Je ne vous cache pas que j'étais anxieux. J'avais encore clairement en mémoire comment la petite bête m'avait trouée la peau entre le pouce et l'index la dernière fois que le vet avait eu la déplorable initiative de lui enfoncer un thermomètre dans le rectum. Je me rappelais aussi des histoires d'horreurs entendues de vétérinaires et autres toiletteurs à propos de chats retournés à l'état sauvage ou carrément morts d'un infarctus provoqué par une simple tonte. La majorité de ces individus se refusent d'ailleurs à tondre un chat qui n'est pas sous anesthésie. Et si ma chatte devient dingue? Et si elle me taillade la peau avec ces griffes que je ne lui ai pas fait enlever? Et si elle me pète une crise cardiaque?
Quoi qu'il en soit, le bain de Bestiole n'est plus une option. Je prends une grande inspiration et je vais sortir la chatte de sa cachette. Bien qu'elle ait droit à de régulières marques d'affection et qu'elle ne soit jamais bien loin de moi, c'est un animal qui n'est pas habitué à se faire prendre. Aussi a-t-elle immédiatement suspecté du louche… À bout de bras, j'ai mené le quadrupède crasseux jusqu'à la salle de bain et me suis empressé de refermer la porte derrière moi. J'ai déposée la chatte dans le bain. Nous allions pouvoir passer aux choses sérieuses.
Des pattes griffées, mes amis, ça n'est pas très bon pour l'émail d'une baignoire. En revanche, je peux vous assurer que l'émail n'offre que très peu de traction à une chatte obèse qui juge qu'elle a tout intérêt à se retrouver ailleurs rapidos!

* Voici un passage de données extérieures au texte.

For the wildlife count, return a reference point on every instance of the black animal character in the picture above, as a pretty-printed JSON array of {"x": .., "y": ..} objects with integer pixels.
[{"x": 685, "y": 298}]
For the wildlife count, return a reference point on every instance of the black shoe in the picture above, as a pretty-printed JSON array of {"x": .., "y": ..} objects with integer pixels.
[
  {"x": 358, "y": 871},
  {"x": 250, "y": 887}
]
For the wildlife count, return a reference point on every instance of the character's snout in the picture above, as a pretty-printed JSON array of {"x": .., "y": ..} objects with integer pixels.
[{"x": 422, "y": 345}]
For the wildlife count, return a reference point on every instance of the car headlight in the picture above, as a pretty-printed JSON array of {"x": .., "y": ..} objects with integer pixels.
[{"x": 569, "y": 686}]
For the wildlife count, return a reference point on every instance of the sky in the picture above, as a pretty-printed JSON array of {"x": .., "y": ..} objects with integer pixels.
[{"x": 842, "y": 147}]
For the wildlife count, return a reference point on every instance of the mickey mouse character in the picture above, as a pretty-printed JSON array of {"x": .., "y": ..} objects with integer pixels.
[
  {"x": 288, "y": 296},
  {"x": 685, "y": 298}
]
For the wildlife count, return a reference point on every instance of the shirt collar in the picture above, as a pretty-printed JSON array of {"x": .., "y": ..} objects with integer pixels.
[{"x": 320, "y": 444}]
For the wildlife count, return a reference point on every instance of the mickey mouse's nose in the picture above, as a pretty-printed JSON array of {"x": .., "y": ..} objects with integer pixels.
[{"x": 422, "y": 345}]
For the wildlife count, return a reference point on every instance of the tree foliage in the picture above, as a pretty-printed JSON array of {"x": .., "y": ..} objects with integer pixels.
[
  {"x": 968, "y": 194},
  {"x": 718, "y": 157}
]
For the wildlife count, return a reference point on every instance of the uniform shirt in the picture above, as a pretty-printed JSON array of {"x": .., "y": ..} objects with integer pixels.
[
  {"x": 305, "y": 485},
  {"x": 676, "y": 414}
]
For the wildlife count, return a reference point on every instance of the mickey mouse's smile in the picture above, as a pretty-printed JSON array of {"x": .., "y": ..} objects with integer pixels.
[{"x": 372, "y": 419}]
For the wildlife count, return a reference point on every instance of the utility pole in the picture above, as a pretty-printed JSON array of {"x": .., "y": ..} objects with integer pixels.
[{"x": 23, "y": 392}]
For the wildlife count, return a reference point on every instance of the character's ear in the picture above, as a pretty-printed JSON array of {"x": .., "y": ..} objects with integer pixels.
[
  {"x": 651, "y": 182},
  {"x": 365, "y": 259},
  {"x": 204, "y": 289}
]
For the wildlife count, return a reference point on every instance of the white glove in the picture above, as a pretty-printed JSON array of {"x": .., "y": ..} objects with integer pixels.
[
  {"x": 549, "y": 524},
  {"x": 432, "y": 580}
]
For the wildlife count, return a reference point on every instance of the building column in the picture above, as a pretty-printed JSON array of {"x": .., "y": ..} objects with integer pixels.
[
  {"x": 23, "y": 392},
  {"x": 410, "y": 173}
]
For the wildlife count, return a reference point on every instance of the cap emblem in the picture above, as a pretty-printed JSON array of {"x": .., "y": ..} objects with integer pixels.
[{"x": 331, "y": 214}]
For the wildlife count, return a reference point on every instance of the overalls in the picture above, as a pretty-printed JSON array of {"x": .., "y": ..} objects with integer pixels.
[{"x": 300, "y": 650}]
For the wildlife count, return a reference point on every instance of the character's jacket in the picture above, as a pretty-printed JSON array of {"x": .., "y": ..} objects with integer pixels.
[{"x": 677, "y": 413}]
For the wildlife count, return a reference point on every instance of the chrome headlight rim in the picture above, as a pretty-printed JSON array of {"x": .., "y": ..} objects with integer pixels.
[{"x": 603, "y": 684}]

Me voilà donc à genoux sur le rebord du bain, à maintenir fermement ma chatte par la peau du cou tandis que je commence à faire couler l'eau tout doucement.
Panique! Les quatre pattes patinent sur la surface glacée. Les poils se hérissent. L'animal se contorsionne. Je lui parle doucement et lui tapote le museau avec ma main mouillée. Ça ne la rassure pas. Je change de main pour tenir le chat et m'empare du gant de toilette que j'enfile tant bien que mal sans avoir recours à mon autre main.

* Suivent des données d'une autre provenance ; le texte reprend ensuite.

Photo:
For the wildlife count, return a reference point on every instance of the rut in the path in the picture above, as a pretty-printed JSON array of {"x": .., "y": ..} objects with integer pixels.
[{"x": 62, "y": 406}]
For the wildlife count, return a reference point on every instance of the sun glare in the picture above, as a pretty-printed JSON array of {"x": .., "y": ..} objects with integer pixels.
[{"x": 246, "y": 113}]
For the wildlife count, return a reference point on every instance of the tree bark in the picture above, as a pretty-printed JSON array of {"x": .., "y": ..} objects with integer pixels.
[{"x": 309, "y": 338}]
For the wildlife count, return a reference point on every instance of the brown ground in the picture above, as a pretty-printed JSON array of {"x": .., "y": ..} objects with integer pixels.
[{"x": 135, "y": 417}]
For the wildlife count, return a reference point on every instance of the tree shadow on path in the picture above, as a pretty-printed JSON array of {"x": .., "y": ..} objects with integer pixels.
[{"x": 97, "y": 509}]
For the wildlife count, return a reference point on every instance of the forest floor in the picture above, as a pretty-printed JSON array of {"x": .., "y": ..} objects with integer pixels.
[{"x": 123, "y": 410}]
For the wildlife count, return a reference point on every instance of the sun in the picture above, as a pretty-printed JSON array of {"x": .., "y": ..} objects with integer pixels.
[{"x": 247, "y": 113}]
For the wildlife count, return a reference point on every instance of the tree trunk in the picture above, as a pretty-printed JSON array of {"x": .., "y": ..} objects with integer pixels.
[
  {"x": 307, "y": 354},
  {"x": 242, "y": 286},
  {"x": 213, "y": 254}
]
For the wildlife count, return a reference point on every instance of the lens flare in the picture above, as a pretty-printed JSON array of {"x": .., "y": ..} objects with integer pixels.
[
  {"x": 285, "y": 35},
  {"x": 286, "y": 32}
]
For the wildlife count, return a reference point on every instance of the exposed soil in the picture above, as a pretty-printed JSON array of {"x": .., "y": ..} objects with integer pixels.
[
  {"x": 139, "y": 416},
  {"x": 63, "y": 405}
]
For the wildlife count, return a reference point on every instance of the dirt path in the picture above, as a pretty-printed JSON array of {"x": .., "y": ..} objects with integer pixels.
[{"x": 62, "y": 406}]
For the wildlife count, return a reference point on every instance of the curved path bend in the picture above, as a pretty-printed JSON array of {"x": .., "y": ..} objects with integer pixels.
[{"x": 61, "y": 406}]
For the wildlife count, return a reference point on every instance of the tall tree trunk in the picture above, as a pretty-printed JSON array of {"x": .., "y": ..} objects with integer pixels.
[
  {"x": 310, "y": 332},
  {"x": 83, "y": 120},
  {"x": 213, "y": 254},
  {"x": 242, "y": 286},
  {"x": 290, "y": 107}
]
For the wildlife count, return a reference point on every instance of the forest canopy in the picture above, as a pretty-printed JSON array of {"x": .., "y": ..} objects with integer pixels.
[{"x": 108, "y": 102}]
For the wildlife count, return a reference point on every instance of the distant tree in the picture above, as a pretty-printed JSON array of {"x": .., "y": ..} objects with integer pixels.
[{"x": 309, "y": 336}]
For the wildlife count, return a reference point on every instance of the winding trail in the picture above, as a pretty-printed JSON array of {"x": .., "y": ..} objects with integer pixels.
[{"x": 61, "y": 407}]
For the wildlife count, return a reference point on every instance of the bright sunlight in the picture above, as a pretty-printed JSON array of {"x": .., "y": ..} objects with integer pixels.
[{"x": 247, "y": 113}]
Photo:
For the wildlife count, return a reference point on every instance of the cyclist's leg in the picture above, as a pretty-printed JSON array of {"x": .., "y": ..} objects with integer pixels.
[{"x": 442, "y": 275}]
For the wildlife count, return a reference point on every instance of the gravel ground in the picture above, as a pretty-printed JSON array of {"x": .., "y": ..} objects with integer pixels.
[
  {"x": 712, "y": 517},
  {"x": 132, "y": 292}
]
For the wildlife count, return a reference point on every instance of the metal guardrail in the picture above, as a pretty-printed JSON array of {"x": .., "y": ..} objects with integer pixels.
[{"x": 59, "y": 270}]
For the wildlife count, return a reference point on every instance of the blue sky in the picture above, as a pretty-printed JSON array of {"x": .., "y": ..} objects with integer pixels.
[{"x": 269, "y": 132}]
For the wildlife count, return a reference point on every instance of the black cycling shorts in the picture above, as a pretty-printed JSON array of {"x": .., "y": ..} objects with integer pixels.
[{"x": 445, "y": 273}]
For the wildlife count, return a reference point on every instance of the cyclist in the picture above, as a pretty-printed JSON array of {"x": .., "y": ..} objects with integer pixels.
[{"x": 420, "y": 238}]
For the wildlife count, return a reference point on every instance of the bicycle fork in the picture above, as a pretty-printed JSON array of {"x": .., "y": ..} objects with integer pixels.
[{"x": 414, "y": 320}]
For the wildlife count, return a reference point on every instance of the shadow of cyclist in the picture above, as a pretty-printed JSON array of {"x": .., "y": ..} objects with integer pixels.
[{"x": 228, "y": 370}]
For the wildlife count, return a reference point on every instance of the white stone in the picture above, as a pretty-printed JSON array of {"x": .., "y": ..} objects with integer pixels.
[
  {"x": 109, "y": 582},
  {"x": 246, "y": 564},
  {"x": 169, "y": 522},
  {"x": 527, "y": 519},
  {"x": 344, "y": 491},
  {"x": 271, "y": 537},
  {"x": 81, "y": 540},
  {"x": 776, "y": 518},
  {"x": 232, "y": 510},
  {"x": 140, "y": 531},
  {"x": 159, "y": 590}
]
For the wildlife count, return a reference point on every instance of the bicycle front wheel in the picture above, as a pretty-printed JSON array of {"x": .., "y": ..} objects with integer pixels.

La chatte miaule lugubrement. Elle cherche à se libérer de mon emprise. Je la mouille complètement avec le gant. Elle pédale, miaule de plus belle, se débat. Je commence à perdre patience! Il faut garder à l'esprit que toute cette opération se déroule avec une main fermement resserrée sur l'échine de l'animal.
Je laisse tomber le gant et, de ma main libre, je m'empare de la douche téléphone et parviens à tirer la petite clenche qui aiguille le jet du robinet vers la douche. Tout en continuant à parler doucement à Bestiole, je la douche abondamment. Inutile de préciser qu'une sorte d'hystérie s'empare d'elle… Elle se débat maintenant avec beaucoup de vigueur. J'ai du mal à l'empêcher de sortir du bain. J'ai chaud. Je suis dans une posture qui me ruine le dos. Les poils filent par centaines et vont lentement obstruer le cossin grillagé destiné à prévenir l'occlusion des tuyaux.
Je commence à en avoir ma claque d'être gentil. Cette conne se met de la merde partout et elle prétend m'arracher les yeux quand je cherche à la nettoyer! Elle miaule et remiaule! Ça m'agace au plus haut degré. Pour la faire taire, je lui balance le jet d'eau en pleine figure. Ça ne la calme pas du tout!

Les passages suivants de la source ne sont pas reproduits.